El gobernador de la Reserva Federal, Michael Barr, ha expresado su firme oposición a las medidas adoptadas por los reguladores durante el último año para flexibilizar las normas aplicables a los prestamistas estadounidenses. En un discurso preparado para el sábado, Barr señaló que estas propuestas "debilitan considerablemente la regulación y la supervisión bancaria".
Críticas a la desregulación
Barr afirmó que las recientes acciones de la Reserva Federal y otros organismos reguladores "socavarán la seguridad y la solidez de los bancos" y aumentarán los riesgos para la estabilidad financiera. "Las vulnerabilidades derivadas de la desregulación pueden no ser evidentes hoy, pero generarán problemas que se agravarán en los próximos años y podrían causar graves daños a la economía", advirtió.
Medidas de la era Trump
Durante la administración de Donald Trump, los funcionarios introdujeron cambios para aliviar las normas para los prestamistas de Wall Street. Entre estas modificaciones se incluye la relajación de los requisitos de capital que los grandes bancos deben mantener como reserva contra posibles pérdidas, la reducción del alcance de la supervisión y la creación de un camino para que los prestamistas tradicionales compitan mejor con los gigantes del crédito privado.
Estas políticas han resultado en una serie de victorias para el sector bancario bajo la dirección de Michelle Bowman, vicepresidenta de Supervisión de la Reserva Federal, quien asumió el cargo hace un año.

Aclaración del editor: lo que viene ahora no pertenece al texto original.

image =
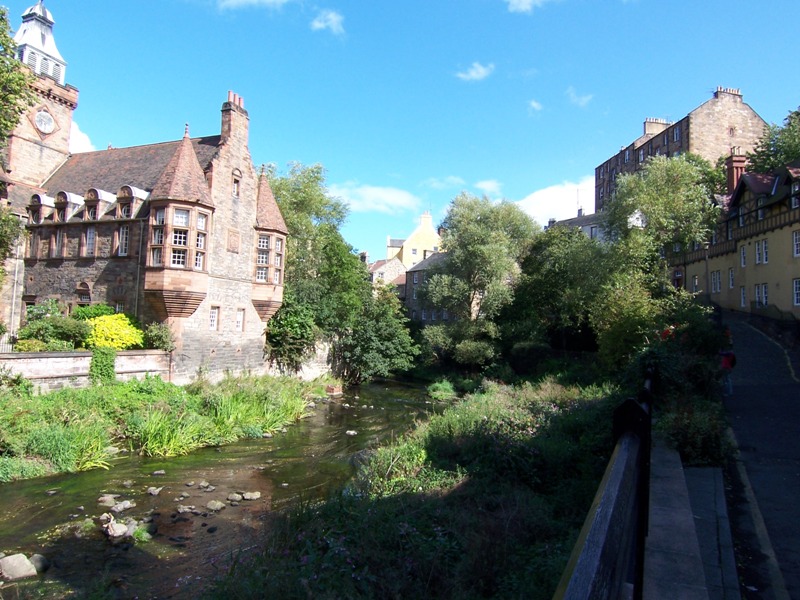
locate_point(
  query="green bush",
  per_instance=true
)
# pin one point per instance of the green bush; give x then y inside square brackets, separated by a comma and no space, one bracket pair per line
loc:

Bowman fue nominada para ser la principal supervisora bancaria de la Reserva Federal después de que Barr renunciara a ese puesto para evitar una posible disputa con el presidente Donald Trump.
Advertencia sobre riesgos futuros
Barr advirtió que unas normas de capital, unos requisitos de liquidez y una supervisión más laxos pueden incrementar los riesgos de dificultades para los bancos. "Lograr una regulación y supervisión bancaria adecuadas es un ejercicio de equilibrio", explicó. "Los bancos necesitan margen de crecimiento para que sus préstamos puedan impulsar la innovación y las aspiraciones de toda la economía. Al mismo tiempo, la larga experiencia ha demostrado que, sin las salvaguardias adecuadas, los bancos que se esfuerzan por innovar en busca de mayores beneficios pueden asumir riesgos excesivos".
El gobernador añadió que cuando los bancos enfrentan problemas, su quiebra amenaza a las empresas y a los hogares, y podría poner en riesgo la economía en general. Por ello, aconsejó a los organismos de control bancario que tomen medidas para mitigar estas vulnerabilidades.
Importancia del capital y la estabilidad
"Con un capital sólido y fuentes de financiación estables, tanto los bancos individuales como el sistema bancario en su conjunto pueden absorber una amplia gama de perturbaciones, como pérdidas inesperadas, sin dejar de conceder préstamos", concluyó Barr.